Scientific classification
- Kingdom: Animalia
- Phylum: Chordata
- Class: Amphibia
- Order: Anura
- Family: Leptodactylidae
- Genus: Leptodactylus
- Species: L. spixi
- Binomial name: Leptodactylus spixi Heyer, 1983

= Leptodactylus spixi =

- Authority: Heyer, 1983
- Conservation status: LC

Species of frog

Leptodactylus spixi is a species of frog in the family Leptodactylidae. It is endemic to eastern Brazil and occurs in the Atlantic forests of the Bahia, Espírito Santo, and Rio de Janeiro states. The specific name spixi honors Johann Baptist von Spix, a German naturalist who worked in Brazil. Prior to its description, this species had been referred to as Leptodactylus mystaceus (Spix, 1824).

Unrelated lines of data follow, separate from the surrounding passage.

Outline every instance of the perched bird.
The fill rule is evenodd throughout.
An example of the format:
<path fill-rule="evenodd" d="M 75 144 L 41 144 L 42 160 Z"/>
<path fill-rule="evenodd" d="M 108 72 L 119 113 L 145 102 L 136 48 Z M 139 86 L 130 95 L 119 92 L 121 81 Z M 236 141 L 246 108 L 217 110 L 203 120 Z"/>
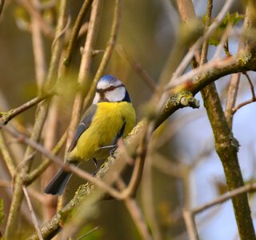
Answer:
<path fill-rule="evenodd" d="M 67 164 L 106 159 L 116 147 L 118 138 L 125 138 L 135 124 L 135 111 L 123 83 L 112 75 L 100 78 L 93 104 L 80 122 L 66 154 Z M 59 170 L 45 188 L 45 193 L 62 194 L 71 177 Z"/>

The common name Spix's white-lipped frog has been coined for this species.

==Description==
Adult males measure 39–47 mm and adult females 39–49 mm in snout–vent length; sexual size dimorphism is not significant in this species. The snout is subelliptical from above and rounded with protruding ridge in lateral profile. The tympanum is large and distinct, as is the supratympanic fold. The dorsum is smooth but has a pair of well-developed dorsolateral folds from behind eye to hind leg. The dorsum has irregular darker brown markings on lighter brown background. The markings include an irregular interorbital backward-pointing triangle and chevrons in the suprascapular region. The dorsolateral folds are barely highlighted by darker brown color. A dark canthal stripe runs from the nostril to the tympanum, interrupted by eye. A distinct light stripe runs from the tip of the snout, below the dark canthal stripe, under eye and tympanum to angle of jaw. The upper lip has slightly darker shading below the light stripe The limbs are barred above. The venter is immaculate. Some individuals lack markings, while a light mid-dorsal stripe is seldom present. Males have a slight external lateral vocal fold but no well-developed vocal sac.

==Habitat and conservation==
Leptodactylus spixi occurs in the Atlantic Forest. When last assessed by IUCN, this species was considered very common and of least concern.